Five days on, the OpenAI unit-distance result has cleared Thomas Bloom independently and Tim Gowers has said he would have recommended it to the Annals of Mathematics without hesitation.
Quanta and Nature have run explainers; the journal-pathway language from Gowers's companion paper has not yet been the lead anywhere.
Math-X has stopped treating the result as a publicity stunt; Bloom's independent endorsement and Gowers's Annals line are circulating as the second and third checks.
The OpenAI internal model's May 20 disproof of Erdős's 1946 planar unit-distance conjecture has cleared a second public mathematician. Thomas Bloom, the Oxford number theorist who curates the open-Erdős-problems catalogue, called it on X "without doubt the most impressive achievement of AI in mathematics so far" — an independent endorsement from outside the OpenAI-commissioned companion paper. [1] Fields medalist Tim Gowers, lead author of that companion paper, wrote in it that if a human had submitted the manuscript to the Annals of Mathematics and he had been asked for a quick opinion, "I would have recommended acceptance without any hesitation. No previous AI-generated proof has come close to that." [2]

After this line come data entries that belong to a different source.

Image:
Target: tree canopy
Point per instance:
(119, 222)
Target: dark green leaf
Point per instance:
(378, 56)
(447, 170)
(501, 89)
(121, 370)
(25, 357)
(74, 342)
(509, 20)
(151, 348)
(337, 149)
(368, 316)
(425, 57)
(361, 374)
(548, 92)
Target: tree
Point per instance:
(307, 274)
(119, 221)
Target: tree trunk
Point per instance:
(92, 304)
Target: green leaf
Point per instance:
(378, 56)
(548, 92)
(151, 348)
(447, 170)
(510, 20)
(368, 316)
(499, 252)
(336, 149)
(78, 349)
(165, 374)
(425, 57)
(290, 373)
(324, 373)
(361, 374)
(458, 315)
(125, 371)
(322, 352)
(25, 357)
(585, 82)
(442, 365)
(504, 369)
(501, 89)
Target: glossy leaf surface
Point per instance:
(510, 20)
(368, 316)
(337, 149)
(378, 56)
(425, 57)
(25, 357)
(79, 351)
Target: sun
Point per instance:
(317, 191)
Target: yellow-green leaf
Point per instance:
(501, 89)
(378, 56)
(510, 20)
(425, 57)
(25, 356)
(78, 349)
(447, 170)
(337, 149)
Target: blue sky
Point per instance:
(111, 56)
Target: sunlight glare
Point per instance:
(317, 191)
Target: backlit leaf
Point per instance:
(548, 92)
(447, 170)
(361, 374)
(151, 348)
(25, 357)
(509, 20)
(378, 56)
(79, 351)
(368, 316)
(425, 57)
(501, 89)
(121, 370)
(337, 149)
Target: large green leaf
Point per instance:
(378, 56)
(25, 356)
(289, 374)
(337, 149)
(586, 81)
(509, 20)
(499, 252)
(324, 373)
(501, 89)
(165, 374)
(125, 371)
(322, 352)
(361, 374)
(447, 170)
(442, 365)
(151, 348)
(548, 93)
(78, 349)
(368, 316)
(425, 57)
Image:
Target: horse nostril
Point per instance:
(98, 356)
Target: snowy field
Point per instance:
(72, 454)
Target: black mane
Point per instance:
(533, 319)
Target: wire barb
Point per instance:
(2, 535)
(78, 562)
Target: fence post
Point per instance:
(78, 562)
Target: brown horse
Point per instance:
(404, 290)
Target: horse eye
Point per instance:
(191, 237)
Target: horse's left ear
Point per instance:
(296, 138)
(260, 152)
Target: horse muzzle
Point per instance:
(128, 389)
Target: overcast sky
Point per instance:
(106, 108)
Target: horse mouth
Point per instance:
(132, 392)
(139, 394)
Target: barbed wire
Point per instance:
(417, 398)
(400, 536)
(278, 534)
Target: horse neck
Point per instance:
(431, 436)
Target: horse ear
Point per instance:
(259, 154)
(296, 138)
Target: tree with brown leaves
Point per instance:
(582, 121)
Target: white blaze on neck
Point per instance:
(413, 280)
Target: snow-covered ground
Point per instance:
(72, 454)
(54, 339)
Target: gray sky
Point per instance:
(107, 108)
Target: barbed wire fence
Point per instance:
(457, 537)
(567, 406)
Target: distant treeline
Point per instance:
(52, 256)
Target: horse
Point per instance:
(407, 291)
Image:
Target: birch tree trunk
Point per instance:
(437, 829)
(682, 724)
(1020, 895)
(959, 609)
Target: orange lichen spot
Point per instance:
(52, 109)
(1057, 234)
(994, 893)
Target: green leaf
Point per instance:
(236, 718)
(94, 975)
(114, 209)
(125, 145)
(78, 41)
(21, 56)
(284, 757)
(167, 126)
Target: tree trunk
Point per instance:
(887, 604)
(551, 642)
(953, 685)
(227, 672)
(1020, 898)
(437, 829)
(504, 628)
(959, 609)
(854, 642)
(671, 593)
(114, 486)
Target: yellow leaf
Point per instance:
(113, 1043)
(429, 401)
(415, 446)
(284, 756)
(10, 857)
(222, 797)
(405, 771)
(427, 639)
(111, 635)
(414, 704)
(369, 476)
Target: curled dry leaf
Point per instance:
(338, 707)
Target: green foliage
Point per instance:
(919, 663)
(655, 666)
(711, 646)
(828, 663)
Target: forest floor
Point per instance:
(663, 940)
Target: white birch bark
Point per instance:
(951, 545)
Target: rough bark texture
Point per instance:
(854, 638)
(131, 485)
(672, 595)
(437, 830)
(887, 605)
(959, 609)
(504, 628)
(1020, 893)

The paper's Sunday brief on the result named the proof and Jack Clark's Oxford "Nobel within twelve months" prediction in the same news cycle. Day five extends the position on the verification ladder. The construction came from a general-purpose reasoning model, not a math-specialized system; Princeton's Will Sawin has refined the explicit improvement to δ = 0.014; Noga Alon, Arul Shankar, and Jacob Tsimerman are on the companion paper alongside Gowers. The Annals reference is editorial language from a Fields medalist, not a submission — but it is the first time any mathematician of that rank has used the phrase about an AI-generated proof. [2]
The next test is whether any external group submits the proof — or its Sawin refinement — to an actual referee. Magnifica Humanitas publishes Monday with Christopher Olah on the panel; Pope Leo XIV was a math major. The encyclical's reception will sit next to a public-frontier result that two senior mathematicians have now publicly endorsed.